Como negativo, sobresale la ausencia del ordenamiento y optimización del gasto público. Se gasta más de lo que se recauda, y todo indica que el déficit y endeudamiento se irá incrementando.
No se reconoció a tiempo el ahogo financiero de la provincia, que les dejó la anterior gestión. Se dio otra vuelta de rosca a la presión tributaria, con incrementos impositivos que solo desalientan la radicación de empresas generadoras de fuentes de trabajo. No se dio otra solución a la tarjeta Sidecreer que no sea su privatización, y seguramente a manos de los que la saquearon y llevaron al endeudamiento que hoy presenta.
En infraestructura vial no solo que no se hizo prácticamente nada, sino que hubo muchas dificultades para atender los efectos que dejaron las lluvias del primer semestre de este año.
La situación de los hospitales es desastrosa y la educación sigue por los mismos carriles de siempre: en decadencia y sin solución a la vista.
En cuanto a la persecución del flagelo de la corrupción, si bien hubo algunas actitudes de parte del Gobernador, y que marcan la diferencia con la gestión anterior, no se advirtió un gran avance. El gobierno de Bordet debe generar credibilidad en la sociedad de que es distinto, que está dispuesto a combatir la corrupción y, esencialmente, que no la va a proteger.
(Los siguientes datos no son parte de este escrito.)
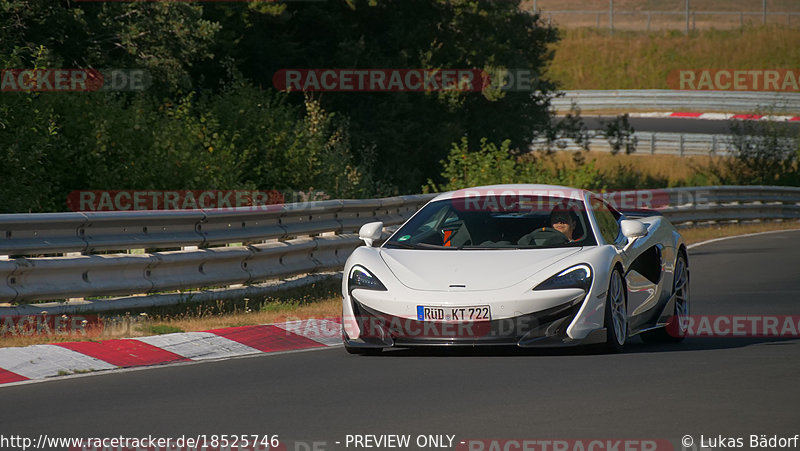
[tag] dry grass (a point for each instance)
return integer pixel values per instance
(139, 326)
(589, 59)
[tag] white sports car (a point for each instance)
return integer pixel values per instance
(525, 265)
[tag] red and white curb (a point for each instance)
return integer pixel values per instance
(58, 359)
(718, 116)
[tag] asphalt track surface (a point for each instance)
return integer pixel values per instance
(710, 386)
(677, 125)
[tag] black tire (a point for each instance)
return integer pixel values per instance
(616, 313)
(675, 330)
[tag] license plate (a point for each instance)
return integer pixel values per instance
(471, 313)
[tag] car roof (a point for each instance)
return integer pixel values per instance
(516, 190)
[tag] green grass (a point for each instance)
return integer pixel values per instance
(591, 59)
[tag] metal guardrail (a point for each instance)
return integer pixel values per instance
(235, 250)
(675, 100)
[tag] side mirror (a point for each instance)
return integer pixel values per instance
(370, 232)
(633, 229)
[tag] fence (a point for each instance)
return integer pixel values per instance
(674, 100)
(651, 143)
(59, 255)
(685, 19)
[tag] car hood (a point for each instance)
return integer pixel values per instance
(469, 270)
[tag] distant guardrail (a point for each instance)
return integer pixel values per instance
(674, 100)
(65, 255)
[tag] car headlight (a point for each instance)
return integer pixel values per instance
(579, 276)
(361, 278)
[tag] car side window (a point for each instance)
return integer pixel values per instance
(606, 221)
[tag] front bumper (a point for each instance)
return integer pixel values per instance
(546, 328)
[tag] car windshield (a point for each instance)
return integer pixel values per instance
(486, 222)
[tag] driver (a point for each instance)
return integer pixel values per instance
(563, 219)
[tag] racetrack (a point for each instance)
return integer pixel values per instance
(710, 386)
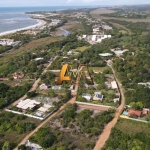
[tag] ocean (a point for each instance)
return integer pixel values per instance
(14, 18)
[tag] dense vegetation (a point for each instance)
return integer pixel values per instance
(129, 135)
(10, 94)
(13, 127)
(77, 130)
(4, 48)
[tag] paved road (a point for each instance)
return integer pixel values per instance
(34, 86)
(72, 100)
(107, 130)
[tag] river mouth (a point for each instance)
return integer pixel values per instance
(65, 32)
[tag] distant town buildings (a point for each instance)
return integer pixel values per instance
(8, 42)
(18, 75)
(43, 87)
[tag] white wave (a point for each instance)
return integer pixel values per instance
(10, 22)
(40, 23)
(17, 18)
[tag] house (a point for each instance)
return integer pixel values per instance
(98, 96)
(56, 87)
(18, 75)
(84, 36)
(93, 37)
(134, 112)
(105, 54)
(87, 96)
(109, 62)
(98, 71)
(114, 85)
(69, 53)
(145, 111)
(33, 146)
(44, 108)
(116, 100)
(27, 104)
(36, 59)
(43, 87)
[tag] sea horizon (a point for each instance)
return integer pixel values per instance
(16, 19)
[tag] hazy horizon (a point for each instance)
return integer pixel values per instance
(48, 3)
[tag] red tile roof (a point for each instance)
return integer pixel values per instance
(135, 112)
(144, 112)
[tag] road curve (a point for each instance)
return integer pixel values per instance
(72, 100)
(107, 130)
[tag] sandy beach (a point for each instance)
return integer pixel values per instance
(39, 24)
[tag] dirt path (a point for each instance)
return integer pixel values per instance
(93, 107)
(44, 122)
(106, 132)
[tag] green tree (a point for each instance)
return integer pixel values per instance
(6, 146)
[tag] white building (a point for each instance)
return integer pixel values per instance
(114, 85)
(87, 96)
(94, 38)
(27, 104)
(98, 96)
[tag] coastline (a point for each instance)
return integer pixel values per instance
(39, 24)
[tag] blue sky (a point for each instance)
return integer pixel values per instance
(13, 3)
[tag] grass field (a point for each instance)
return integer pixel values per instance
(131, 127)
(81, 49)
(119, 26)
(96, 14)
(29, 46)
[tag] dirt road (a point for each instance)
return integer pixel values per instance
(45, 121)
(93, 107)
(106, 132)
A nivel nacional, hay que ponderar como positivo: el marco institucional republicano, que se había diluido en los últimos doce años; el sinceramiento de la economía; eliminación del cepo cambiario; eliminación y rebaja de las retenciones a la producción agropecuaria; acuerdo con los fondos buitre; la apertura de las relaciones con el mundo; se mantuvieron y se ampliaron los planes sociales, pero desapareció el clientelismo político; se encararon y se proyectan obras vinculadas con el agua potable y cloacas y la construcción de un ambicioso plan de viviendas en todo el país.
En materia de coparticipación de impuestos a las provincias, se encaró la progresiva devolución de los 15 puntos que se les venían reteniendo desde 1992. Hubo una importante asistencia, en adelantos de coparticipación, que recibió la provincia de Entre Ríos para atender las urgencias salariales del sector público y una ayuda especial para atender los efectos de las inundaciones.
Entre los hechos negativos sobresale no haber dado un mejor tratamiento a la problemática tarifaria; el proceso inflacionario que se desató con el acomodamiento de la economía y no haber generado credibilidad en el sector empresario para que hubiera más fuentes de trabajo genuino, e incluso, no dispusiera despidos.